Naturalmente que estas desigualdades entre el mundo del capital y el del trabajo no son las únicas que explican las desigualdades de renta en un país. Pero sí que son las más importantes. Les siguen las desigualdades dentro del mundo del trabajo, que se reflejan predominantemente en la extensión del abanico salarial. Pero incluso estas dependen de las fuerzas derivadas del capital. Cuanto mayor es el poder de la clase capitalista, mayor es la dispersión salarial, hecho que la economía convencional atribuye a su hincapié en estimular la eficiencia económica, aun cuando la evidencia científica muestra que no hay ninguna relación entre dispersión salarial y eficiencia económica. En realidad, algunas de las empresas más eficientes (como las cooperativas del grupo Mondragón) son las que tienen menor dispersión salarial. El objetivo de esta dispersión no es económico sino político: el de dividir y, por lo tanto, debilitar al mundo del trabajo.

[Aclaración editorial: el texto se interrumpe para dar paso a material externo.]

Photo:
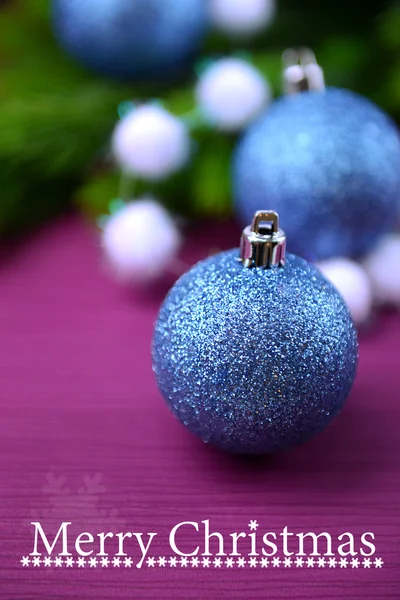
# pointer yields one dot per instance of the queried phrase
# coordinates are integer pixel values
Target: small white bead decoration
(383, 269)
(151, 143)
(242, 17)
(140, 241)
(231, 93)
(352, 282)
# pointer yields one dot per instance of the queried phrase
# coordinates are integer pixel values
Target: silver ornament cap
(262, 243)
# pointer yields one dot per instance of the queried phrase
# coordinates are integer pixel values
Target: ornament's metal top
(301, 71)
(263, 244)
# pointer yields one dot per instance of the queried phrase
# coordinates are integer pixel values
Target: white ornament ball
(383, 269)
(140, 241)
(352, 282)
(151, 143)
(231, 93)
(242, 17)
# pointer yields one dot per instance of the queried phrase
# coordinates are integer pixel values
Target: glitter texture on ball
(329, 163)
(131, 39)
(254, 360)
(231, 93)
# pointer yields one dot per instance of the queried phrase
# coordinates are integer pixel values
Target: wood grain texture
(78, 398)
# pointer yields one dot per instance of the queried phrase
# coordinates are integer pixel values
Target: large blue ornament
(252, 359)
(130, 39)
(329, 163)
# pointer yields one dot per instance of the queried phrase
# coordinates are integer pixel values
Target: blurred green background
(56, 118)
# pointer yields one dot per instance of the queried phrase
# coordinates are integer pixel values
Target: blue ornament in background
(256, 354)
(329, 162)
(131, 39)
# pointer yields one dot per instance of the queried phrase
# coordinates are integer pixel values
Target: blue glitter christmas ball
(254, 360)
(329, 163)
(130, 39)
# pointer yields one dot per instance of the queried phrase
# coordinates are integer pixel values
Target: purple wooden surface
(78, 397)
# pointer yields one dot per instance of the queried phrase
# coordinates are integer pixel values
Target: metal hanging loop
(262, 243)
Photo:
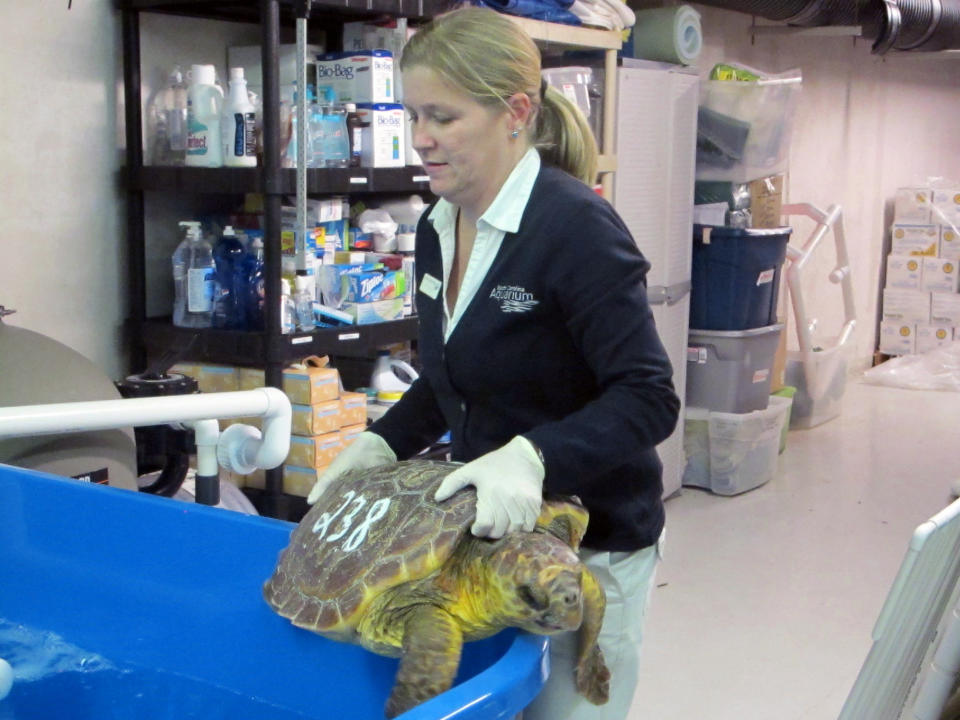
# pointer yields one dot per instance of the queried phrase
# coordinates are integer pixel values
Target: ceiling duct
(926, 25)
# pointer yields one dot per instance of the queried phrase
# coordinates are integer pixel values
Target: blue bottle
(227, 308)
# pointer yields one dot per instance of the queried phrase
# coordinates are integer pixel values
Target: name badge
(430, 286)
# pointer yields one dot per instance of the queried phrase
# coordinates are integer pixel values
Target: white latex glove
(368, 450)
(509, 483)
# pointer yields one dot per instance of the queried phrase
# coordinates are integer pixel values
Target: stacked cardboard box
(921, 303)
(325, 418)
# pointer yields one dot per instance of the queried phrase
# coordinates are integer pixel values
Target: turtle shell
(371, 530)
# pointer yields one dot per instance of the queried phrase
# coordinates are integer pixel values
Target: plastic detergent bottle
(228, 256)
(253, 281)
(391, 374)
(204, 102)
(193, 279)
(238, 124)
(303, 302)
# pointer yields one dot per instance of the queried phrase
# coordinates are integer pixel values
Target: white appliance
(656, 133)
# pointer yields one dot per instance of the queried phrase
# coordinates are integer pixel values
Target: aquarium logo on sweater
(514, 298)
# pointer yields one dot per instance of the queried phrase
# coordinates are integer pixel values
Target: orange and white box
(904, 271)
(353, 408)
(933, 336)
(914, 239)
(349, 433)
(314, 451)
(299, 481)
(897, 338)
(316, 419)
(939, 275)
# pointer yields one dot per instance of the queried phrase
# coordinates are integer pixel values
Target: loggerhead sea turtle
(378, 562)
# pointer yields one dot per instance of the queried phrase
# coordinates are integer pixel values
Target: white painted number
(374, 513)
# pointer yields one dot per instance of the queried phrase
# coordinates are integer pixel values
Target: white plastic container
(730, 453)
(204, 103)
(238, 124)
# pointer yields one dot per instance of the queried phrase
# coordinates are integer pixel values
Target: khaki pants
(627, 579)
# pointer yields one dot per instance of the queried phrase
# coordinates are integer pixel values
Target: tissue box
(315, 451)
(914, 239)
(358, 76)
(382, 141)
(377, 311)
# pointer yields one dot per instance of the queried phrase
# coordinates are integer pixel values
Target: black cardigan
(558, 345)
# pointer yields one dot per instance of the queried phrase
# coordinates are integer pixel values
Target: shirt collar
(506, 210)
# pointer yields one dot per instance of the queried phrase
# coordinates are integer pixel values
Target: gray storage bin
(730, 370)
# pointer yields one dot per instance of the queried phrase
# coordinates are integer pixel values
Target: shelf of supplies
(249, 10)
(571, 36)
(243, 180)
(243, 348)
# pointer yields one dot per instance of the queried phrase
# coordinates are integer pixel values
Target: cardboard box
(897, 338)
(315, 451)
(353, 409)
(912, 205)
(945, 309)
(379, 311)
(382, 142)
(316, 419)
(299, 481)
(949, 242)
(766, 199)
(349, 432)
(933, 336)
(904, 271)
(914, 239)
(312, 383)
(946, 206)
(939, 275)
(358, 76)
(908, 307)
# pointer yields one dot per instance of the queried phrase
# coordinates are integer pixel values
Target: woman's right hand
(366, 451)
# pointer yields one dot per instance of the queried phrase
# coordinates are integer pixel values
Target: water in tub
(54, 679)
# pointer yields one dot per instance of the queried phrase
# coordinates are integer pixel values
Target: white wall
(864, 126)
(63, 262)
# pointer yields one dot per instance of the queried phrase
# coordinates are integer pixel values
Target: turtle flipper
(432, 641)
(592, 674)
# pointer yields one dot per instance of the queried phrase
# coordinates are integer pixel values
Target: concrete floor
(765, 601)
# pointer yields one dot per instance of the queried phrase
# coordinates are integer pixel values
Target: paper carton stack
(921, 303)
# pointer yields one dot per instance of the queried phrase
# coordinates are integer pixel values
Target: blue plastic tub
(735, 276)
(160, 603)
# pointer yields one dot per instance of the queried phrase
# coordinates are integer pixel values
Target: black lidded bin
(735, 277)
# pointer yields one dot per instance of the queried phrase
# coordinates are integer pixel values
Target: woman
(538, 346)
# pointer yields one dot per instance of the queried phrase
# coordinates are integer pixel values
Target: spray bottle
(238, 124)
(193, 279)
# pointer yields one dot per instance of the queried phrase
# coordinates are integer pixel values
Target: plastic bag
(938, 369)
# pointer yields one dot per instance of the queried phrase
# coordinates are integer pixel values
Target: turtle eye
(532, 597)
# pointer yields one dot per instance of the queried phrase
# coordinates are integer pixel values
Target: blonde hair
(491, 58)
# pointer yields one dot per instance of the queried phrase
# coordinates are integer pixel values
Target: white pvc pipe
(267, 451)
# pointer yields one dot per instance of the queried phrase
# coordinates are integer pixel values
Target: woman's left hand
(509, 483)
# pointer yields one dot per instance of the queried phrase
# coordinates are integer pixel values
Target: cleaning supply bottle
(391, 374)
(204, 103)
(193, 279)
(169, 118)
(288, 313)
(303, 303)
(228, 256)
(238, 124)
(253, 284)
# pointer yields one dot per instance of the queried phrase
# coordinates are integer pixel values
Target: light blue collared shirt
(502, 217)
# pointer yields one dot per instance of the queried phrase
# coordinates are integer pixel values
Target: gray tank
(35, 370)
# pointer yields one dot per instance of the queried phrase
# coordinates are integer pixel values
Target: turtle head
(542, 592)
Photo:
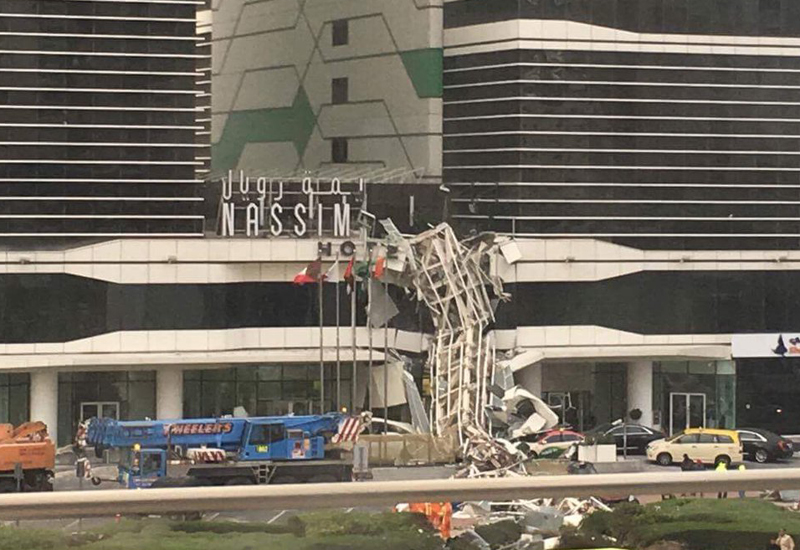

Esta observación, por cierto, explica las limitaciones de aquellos autores que ciñen la definición del problema al 1% de la sociedad, eslogan generado por el movimiento Occupy Wall Street y que ha sido importado a España. El sistema económico se sostiene precisamente por la lealtad del siguiente 9% superior de renta, que deriva sus rentas del trabajo, pero cuyo poder y permanencia dependen de su servicio al 1%. Los grandes gurús mediáticos, por ejemplo, reciben salarios elevadísimos cuya cuantía no deriva de su competencia o eficiencia, sino de su función reproductora de los valores que favorecen los intereses del 1%.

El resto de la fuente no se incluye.